Confirm the WAL archiver picked up where it left off (next
archive timestamp should be > migration time within a couple of
minutes):

```sh
ssh root@shithub.sh 'sudo -u postgres psql -tAc "SELECT last_archived_time FROM pg_stat_archiver;"'
```

Run a fresh backup to confirm the new pgdata is durable end-to-end:

```sh
ssh root@shithub.sh /usr/local/bin/shithub-backup-daily
```

### 9. Cleanup (after a few days of healthy operation)
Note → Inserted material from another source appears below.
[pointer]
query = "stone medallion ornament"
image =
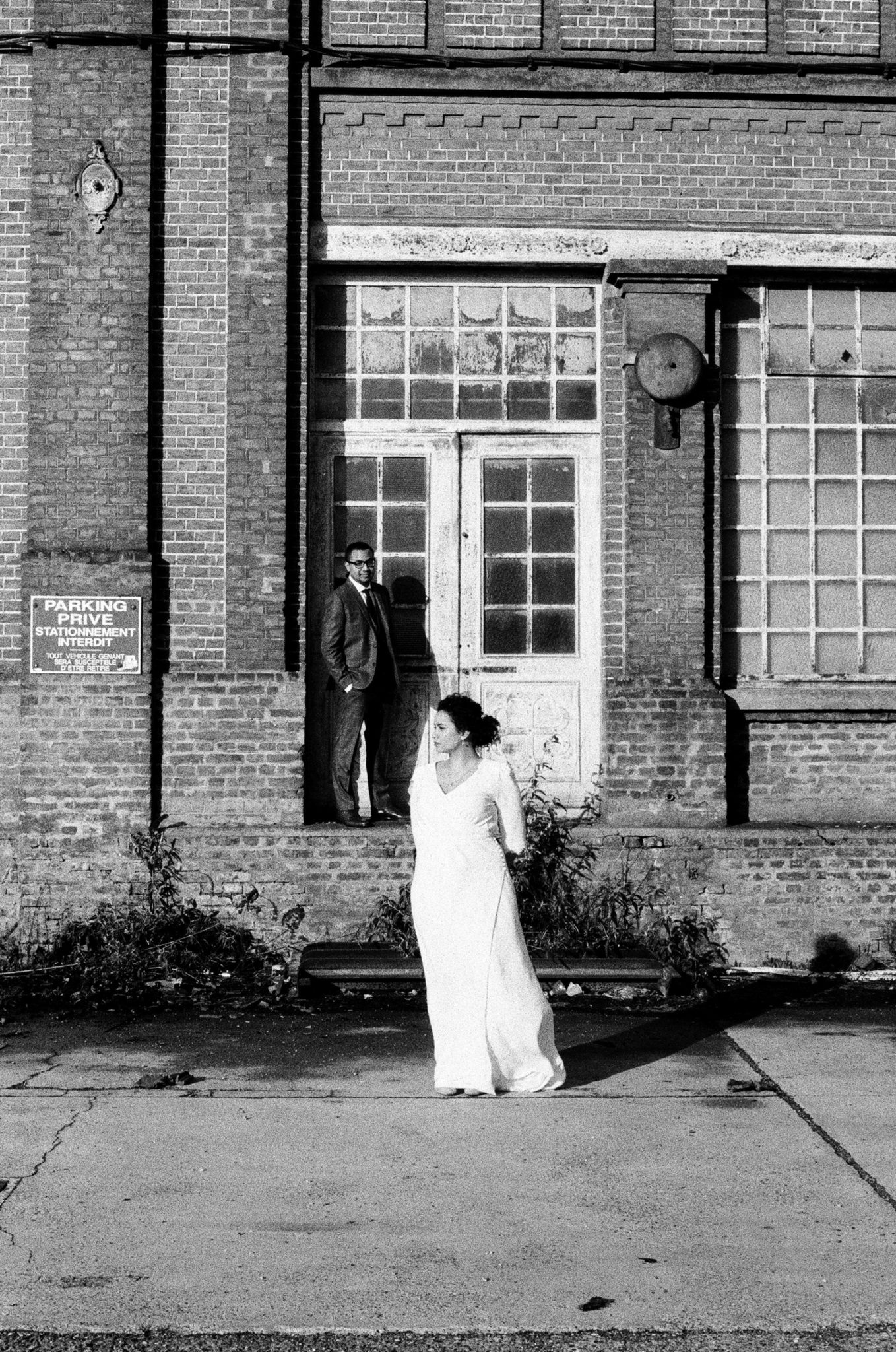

Don't do this until you've slept on at least one full daily
backup cycle from the new location and confirmed it landed in
Spaces. Then:

```sh
# Reclaim root-disk space.
rm -rf /var/lib/postgresql/16/main.preinit-*
# (After confirming /var/lib/postgresql/16/main is empty)
rmdir /var/lib/postgresql/16/main 2>/dev/null
rm -rf /data/pgdata.preinit-*
```

The systemd unit's `RequiresMountsFor=/var/lib/postgresql/%I`
is a static path — if you remove the empty dir, recreate it as
`mkdir -p /var/lib/postgresql/16/main && chown postgres:postgres
…` before the next reboot, otherwise `pg_ctlcluster` will refuse
to start. Easier: leave the empty dir alone.

## Rollback

### Mid-migration (steps 4–6 failed)

```sh
systemctl stop postgresql@16-main
cp /etc/postgresql/16/main/postgresql.conf.bak /etc/postgresql/16/main/postgresql.conf
mv /data/pgdata /data/pgdata.failed-$(date -u +%Y%m%d_%H%M)
mv /data/pgdata.preinit-* /data/pgdata 2>/dev/null   # restore the stale init in case something checks for it
systemctl start postgresql@16-main
systemctl start shithubd-web
```

The original `/var/lib/postgresql/16/main` was never modified, so
postgres comes back up against unchanged data. Total recovery
time: ~30 seconds.

### Worst case (data corruption observed after step 6)

```sh
# 1. Stop everything that talks to the DB.
systemctl stop shithubd-web shithubd-cron postgresql@16-main

# 2. Find the latest dump in Spaces.
rclone --config /etc/rclone-shithub.conf --s3-no-check-bucket \
       lsl spaces-prod:shithub-backups/daily/ | sort | tail -1

# 3. Drop and recreate the cluster from the dump. See restore.md
#    for the full pg_restore procedure.
```

Or, faster:

### Nuclear option

Restore the droplet from the DO snapshot taken in preconditions.
Loses any user activity since the snapshot — usually that's
"the last few minutes" since the snapshot is taken right before
migration. Coordinate via status page if you do this.

## Why this layout

- **Root disk is 77 GB**; pgdata growth is unbounded. A
  runaway query log or WAL spike can fill it and freeze the
  whole droplet, including sshd.
- **Block volume is 100 GB**, separately managed, snapshotable
  in DO independently of the droplet, and detachable. If the
  droplet is unrecoverable, attaching the volume to a fresh
  droplet recovers state in minutes.
- **Repos and tmp already live on `/data`**. Moving pgdata
  finishes the layout the volume was provisioned for.